I got a call last night that a life-long friends mom wasn’t doing good. My sister had confirmed before bed, that she had passed.
Our mother’s had met when my mother was 15 at the Municipal Pool (Jimmy Thompson Memorial), right around the corner from where I live now.
We didn’t want to tell mom so late at night, so we arranged to meet at my parents for 8:30 AM after I dropped the girls off to write their exams. My sister and I were sick to our stomachs at the thought of having to break this devestating news to her.
My mom was sleeping when we arrived, so dad went to wake her up. As exepected, she was gutted. Seeing a parent so heartbroken is one of the worst feelings in the world.
They were still dear friends to this day, and had recently enjoyed an hour-long conversation together. She was shocked. Gutted. “An end to an ear,” she stated tearfully.
We stayed with mom for quite awhile. My sister picked up Emma after her exam and brought her over. Mom shared a few stories, we watched the dogs play, and hugged, held back the tears, and shared ‘I love you’s’, when we finally parted ways.

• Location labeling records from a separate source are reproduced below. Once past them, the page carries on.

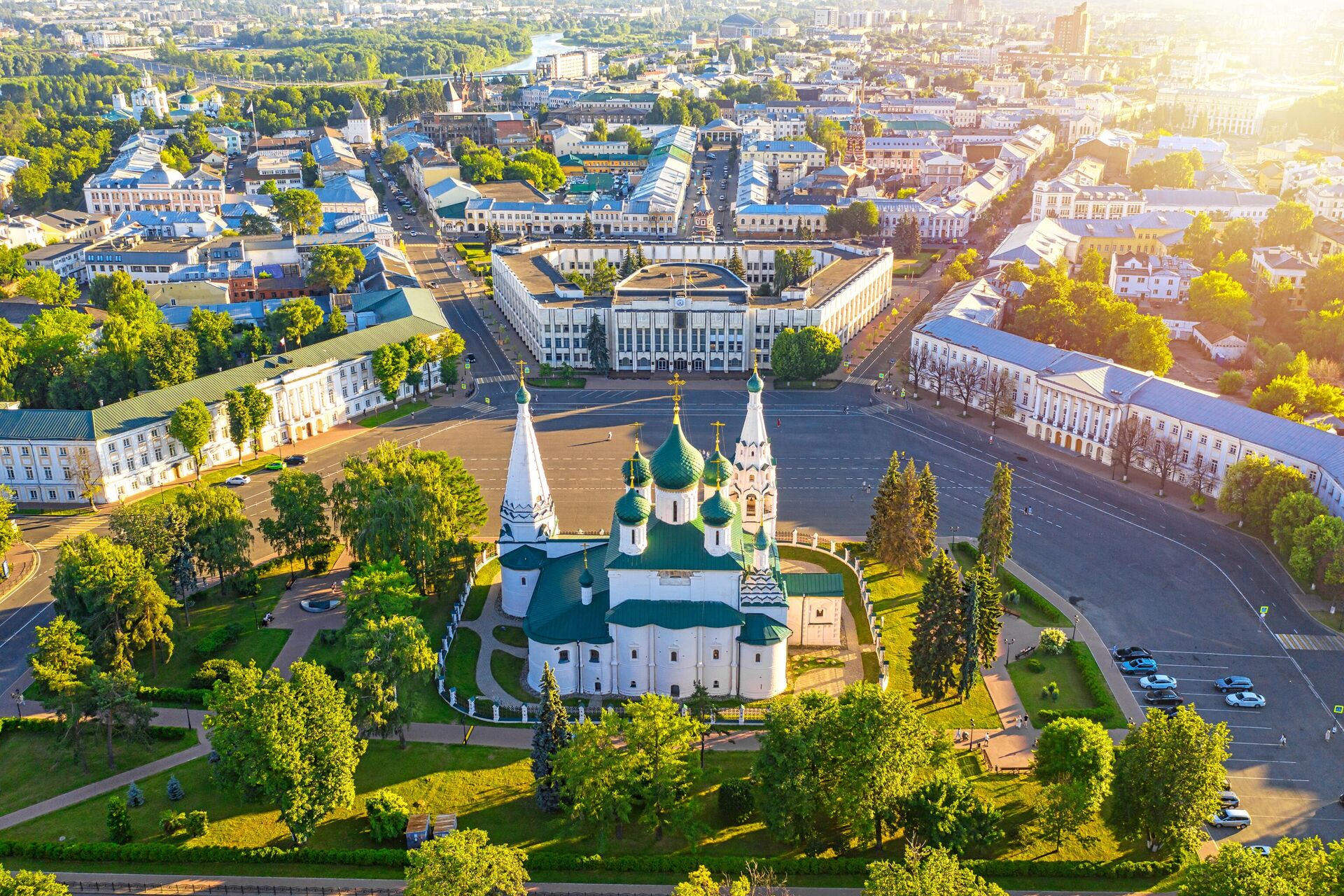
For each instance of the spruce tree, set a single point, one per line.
(996, 522)
(969, 643)
(937, 633)
(550, 735)
(991, 606)
(927, 504)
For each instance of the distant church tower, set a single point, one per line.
(755, 475)
(527, 514)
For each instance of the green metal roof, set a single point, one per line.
(813, 584)
(676, 547)
(556, 614)
(676, 465)
(523, 558)
(675, 614)
(762, 630)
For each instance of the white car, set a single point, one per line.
(1245, 699)
(1158, 682)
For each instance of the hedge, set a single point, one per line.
(546, 862)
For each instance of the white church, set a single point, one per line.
(679, 592)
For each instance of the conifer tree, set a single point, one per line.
(991, 609)
(550, 735)
(996, 522)
(937, 634)
(969, 643)
(927, 505)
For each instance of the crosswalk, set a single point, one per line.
(1310, 641)
(74, 530)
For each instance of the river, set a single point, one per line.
(543, 45)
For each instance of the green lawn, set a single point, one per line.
(507, 671)
(391, 414)
(34, 766)
(895, 598)
(512, 636)
(210, 612)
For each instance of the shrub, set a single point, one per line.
(118, 821)
(219, 638)
(198, 822)
(736, 801)
(1231, 382)
(387, 814)
(134, 796)
(1053, 641)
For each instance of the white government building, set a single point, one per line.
(685, 312)
(680, 592)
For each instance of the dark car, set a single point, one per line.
(1129, 653)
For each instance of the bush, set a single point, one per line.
(387, 814)
(198, 822)
(736, 801)
(219, 638)
(1053, 641)
(1231, 383)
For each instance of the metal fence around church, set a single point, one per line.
(495, 711)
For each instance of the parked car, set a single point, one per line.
(1129, 653)
(1158, 682)
(1237, 818)
(1245, 699)
(1234, 682)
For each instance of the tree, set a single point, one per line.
(300, 527)
(295, 318)
(191, 425)
(292, 743)
(300, 211)
(62, 666)
(926, 874)
(596, 344)
(420, 507)
(332, 267)
(109, 593)
(386, 659)
(550, 735)
(1168, 773)
(465, 864)
(596, 778)
(218, 532)
(936, 653)
(1077, 751)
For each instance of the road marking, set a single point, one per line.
(1310, 641)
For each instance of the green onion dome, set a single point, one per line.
(718, 470)
(676, 465)
(632, 508)
(636, 470)
(718, 510)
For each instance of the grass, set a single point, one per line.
(393, 414)
(512, 636)
(507, 672)
(895, 598)
(34, 766)
(853, 601)
(211, 612)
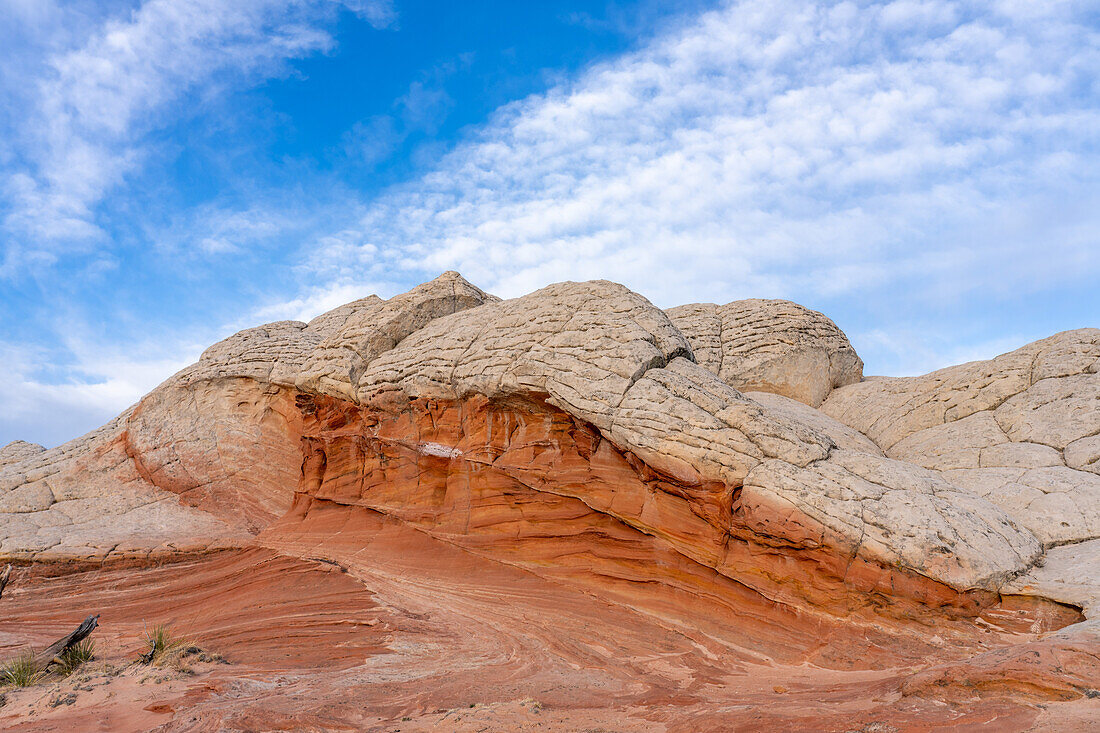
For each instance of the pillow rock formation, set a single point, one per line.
(574, 510)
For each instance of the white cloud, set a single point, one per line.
(101, 380)
(87, 116)
(778, 149)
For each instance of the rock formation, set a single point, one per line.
(672, 466)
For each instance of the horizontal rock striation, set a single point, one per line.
(671, 462)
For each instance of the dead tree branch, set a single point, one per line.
(50, 654)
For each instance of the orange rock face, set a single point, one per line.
(448, 512)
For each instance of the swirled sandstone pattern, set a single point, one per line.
(669, 468)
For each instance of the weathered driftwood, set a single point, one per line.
(48, 655)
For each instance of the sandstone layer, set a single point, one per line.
(595, 469)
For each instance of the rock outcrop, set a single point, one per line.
(1022, 429)
(770, 346)
(669, 462)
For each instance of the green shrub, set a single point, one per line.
(76, 655)
(21, 671)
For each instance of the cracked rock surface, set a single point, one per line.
(722, 471)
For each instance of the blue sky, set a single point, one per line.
(925, 172)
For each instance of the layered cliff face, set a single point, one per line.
(671, 463)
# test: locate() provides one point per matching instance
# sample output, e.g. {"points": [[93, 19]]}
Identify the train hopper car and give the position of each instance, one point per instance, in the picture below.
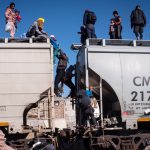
{"points": [[26, 77], [118, 73]]}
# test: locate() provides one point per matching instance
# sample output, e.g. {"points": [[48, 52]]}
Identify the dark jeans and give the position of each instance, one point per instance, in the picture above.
{"points": [[70, 84], [118, 30], [88, 114], [112, 35], [138, 30], [91, 31], [33, 32], [59, 78]]}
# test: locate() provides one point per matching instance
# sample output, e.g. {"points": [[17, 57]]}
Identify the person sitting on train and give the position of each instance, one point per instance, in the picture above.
{"points": [[36, 29]]}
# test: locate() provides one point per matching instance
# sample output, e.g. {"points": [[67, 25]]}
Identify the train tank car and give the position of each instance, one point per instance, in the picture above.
{"points": [[119, 75], [26, 78]]}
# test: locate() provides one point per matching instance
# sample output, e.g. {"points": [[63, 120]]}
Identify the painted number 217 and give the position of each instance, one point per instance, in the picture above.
{"points": [[141, 95]]}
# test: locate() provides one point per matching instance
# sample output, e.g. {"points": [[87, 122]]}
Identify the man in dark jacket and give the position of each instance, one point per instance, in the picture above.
{"points": [[68, 80], [89, 20], [87, 111], [138, 22], [62, 65]]}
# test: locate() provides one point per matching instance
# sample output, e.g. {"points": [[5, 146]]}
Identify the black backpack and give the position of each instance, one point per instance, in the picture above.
{"points": [[91, 17]]}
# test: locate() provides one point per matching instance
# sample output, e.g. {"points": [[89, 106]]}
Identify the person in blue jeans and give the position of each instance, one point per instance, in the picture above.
{"points": [[89, 20]]}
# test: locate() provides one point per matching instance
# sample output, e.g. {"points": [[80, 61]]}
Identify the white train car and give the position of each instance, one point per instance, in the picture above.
{"points": [[26, 77], [118, 71]]}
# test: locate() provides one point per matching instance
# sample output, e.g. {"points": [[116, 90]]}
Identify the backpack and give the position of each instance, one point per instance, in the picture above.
{"points": [[91, 17], [137, 17]]}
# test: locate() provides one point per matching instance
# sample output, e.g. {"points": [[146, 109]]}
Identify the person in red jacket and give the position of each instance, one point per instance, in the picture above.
{"points": [[60, 72]]}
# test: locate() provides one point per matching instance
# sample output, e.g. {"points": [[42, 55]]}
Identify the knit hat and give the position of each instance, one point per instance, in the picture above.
{"points": [[41, 19], [53, 37]]}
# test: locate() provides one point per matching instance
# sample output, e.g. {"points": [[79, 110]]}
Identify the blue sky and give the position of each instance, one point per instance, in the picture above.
{"points": [[63, 18]]}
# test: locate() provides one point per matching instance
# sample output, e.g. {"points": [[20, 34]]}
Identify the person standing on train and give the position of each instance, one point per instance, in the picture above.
{"points": [[60, 72], [89, 20], [10, 17], [117, 26], [138, 22]]}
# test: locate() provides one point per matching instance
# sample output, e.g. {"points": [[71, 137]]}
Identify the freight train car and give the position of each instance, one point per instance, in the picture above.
{"points": [[26, 78], [119, 74]]}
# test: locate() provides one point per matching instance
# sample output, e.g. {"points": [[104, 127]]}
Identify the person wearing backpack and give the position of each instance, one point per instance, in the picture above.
{"points": [[89, 20], [60, 72], [138, 22], [112, 29], [10, 17], [117, 26]]}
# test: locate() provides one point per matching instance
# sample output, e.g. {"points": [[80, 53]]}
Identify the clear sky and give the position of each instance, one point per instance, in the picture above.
{"points": [[63, 18]]}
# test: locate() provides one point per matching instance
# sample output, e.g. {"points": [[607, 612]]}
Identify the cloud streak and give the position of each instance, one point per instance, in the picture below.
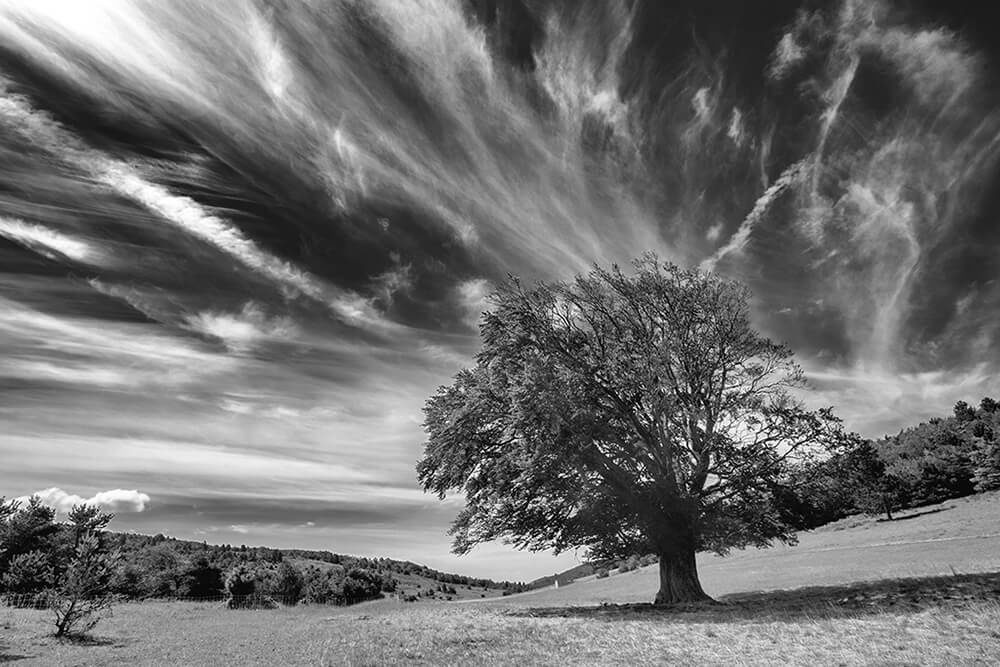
{"points": [[112, 500]]}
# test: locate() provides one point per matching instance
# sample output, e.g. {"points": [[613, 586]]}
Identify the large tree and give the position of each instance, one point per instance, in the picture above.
{"points": [[626, 413]]}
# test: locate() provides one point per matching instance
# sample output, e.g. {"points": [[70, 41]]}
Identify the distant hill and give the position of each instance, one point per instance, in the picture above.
{"points": [[567, 577], [161, 566]]}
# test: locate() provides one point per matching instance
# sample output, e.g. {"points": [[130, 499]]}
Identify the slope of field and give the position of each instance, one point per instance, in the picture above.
{"points": [[957, 536], [788, 605]]}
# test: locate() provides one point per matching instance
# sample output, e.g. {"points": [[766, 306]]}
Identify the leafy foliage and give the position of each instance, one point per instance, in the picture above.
{"points": [[626, 413], [83, 592]]}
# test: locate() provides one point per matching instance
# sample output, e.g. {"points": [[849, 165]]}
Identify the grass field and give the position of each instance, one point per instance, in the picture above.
{"points": [[862, 592]]}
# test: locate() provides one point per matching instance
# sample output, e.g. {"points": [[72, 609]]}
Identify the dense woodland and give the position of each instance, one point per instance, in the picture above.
{"points": [[33, 545], [946, 457], [943, 458]]}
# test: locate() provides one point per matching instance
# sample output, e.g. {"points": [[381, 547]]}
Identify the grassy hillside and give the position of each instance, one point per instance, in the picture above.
{"points": [[788, 605], [961, 535]]}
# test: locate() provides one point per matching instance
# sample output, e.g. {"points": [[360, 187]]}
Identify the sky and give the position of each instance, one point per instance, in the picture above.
{"points": [[241, 243]]}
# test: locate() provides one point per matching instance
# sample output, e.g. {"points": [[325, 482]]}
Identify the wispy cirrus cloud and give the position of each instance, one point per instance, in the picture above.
{"points": [[112, 500]]}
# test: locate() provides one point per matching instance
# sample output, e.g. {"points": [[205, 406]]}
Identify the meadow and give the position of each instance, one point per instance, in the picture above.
{"points": [[924, 589]]}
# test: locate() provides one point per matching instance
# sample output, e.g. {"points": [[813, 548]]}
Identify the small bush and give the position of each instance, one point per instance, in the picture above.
{"points": [[83, 592]]}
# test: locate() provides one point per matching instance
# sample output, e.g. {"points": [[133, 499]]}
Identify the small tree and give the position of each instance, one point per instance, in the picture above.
{"points": [[875, 489], [241, 585], [987, 470], [27, 577], [289, 584], [201, 580], [83, 592], [630, 414]]}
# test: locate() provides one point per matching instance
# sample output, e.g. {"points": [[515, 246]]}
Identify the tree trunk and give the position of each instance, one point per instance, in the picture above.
{"points": [[679, 578]]}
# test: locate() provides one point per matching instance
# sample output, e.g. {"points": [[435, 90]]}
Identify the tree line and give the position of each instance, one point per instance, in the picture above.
{"points": [[79, 567]]}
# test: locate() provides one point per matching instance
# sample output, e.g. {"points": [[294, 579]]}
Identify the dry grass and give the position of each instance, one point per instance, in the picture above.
{"points": [[965, 632], [828, 618]]}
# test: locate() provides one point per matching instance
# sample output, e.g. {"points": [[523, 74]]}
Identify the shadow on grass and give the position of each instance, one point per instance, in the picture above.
{"points": [[88, 640], [917, 514], [11, 657], [811, 603]]}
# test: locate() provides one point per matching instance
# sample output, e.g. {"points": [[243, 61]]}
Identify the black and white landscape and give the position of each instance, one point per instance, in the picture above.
{"points": [[247, 248]]}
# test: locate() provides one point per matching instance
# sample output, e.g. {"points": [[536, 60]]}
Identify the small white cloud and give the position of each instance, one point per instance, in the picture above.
{"points": [[243, 331], [113, 500], [472, 294], [714, 232]]}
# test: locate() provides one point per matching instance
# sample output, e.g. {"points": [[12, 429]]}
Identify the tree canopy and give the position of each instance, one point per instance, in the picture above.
{"points": [[626, 413]]}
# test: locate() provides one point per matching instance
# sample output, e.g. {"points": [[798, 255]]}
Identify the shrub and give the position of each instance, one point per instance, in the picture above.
{"points": [[201, 580], [987, 472], [27, 576], [83, 592]]}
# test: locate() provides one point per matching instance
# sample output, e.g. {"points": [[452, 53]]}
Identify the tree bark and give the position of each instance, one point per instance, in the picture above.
{"points": [[679, 578]]}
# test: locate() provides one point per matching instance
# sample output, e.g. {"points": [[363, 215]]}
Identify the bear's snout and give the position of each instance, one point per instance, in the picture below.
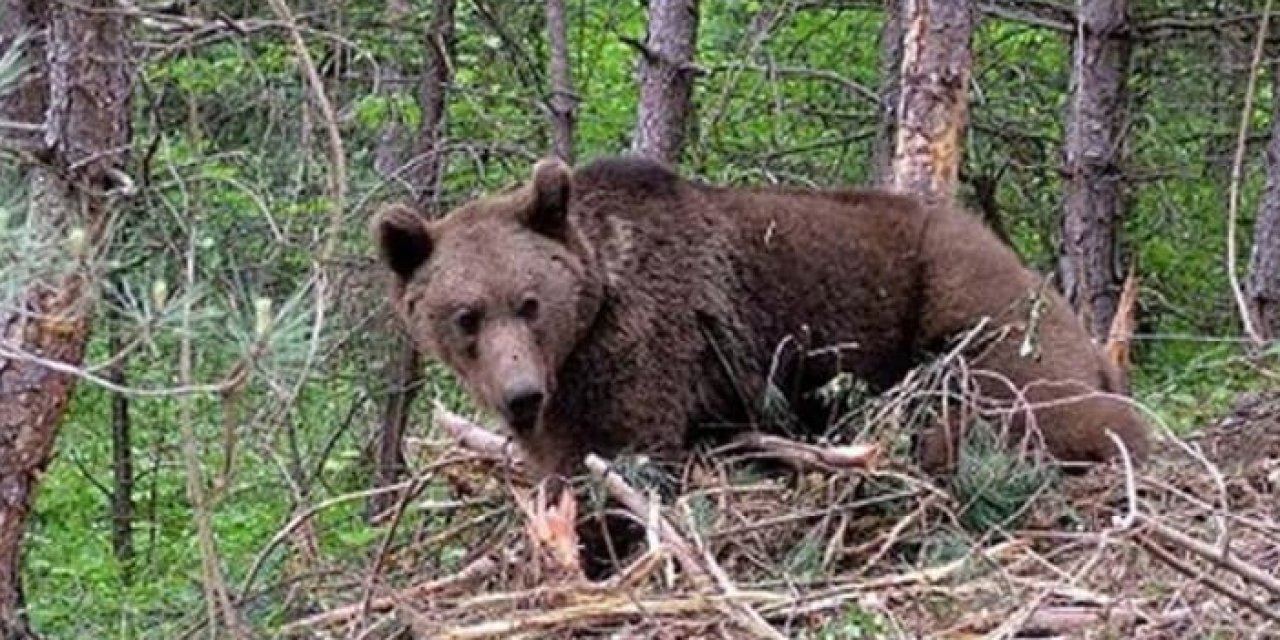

It was a slow day from there. I was exhausted. I hadn’t slept much knowing that we had to break the news that her longest and one of her dearest friends, had suddenly and unexpectedly passed on.
I am filled with grief for my extended family. Her son and I have been friends since birth, with a little help form our mother’s always being together. Her daughter had already been born when our mother’s met.
So many fond memories of my own have rushed through my mind the past 24-hours. She was a kind, giving, and supportive woman. The world has lost a wonderful spirit.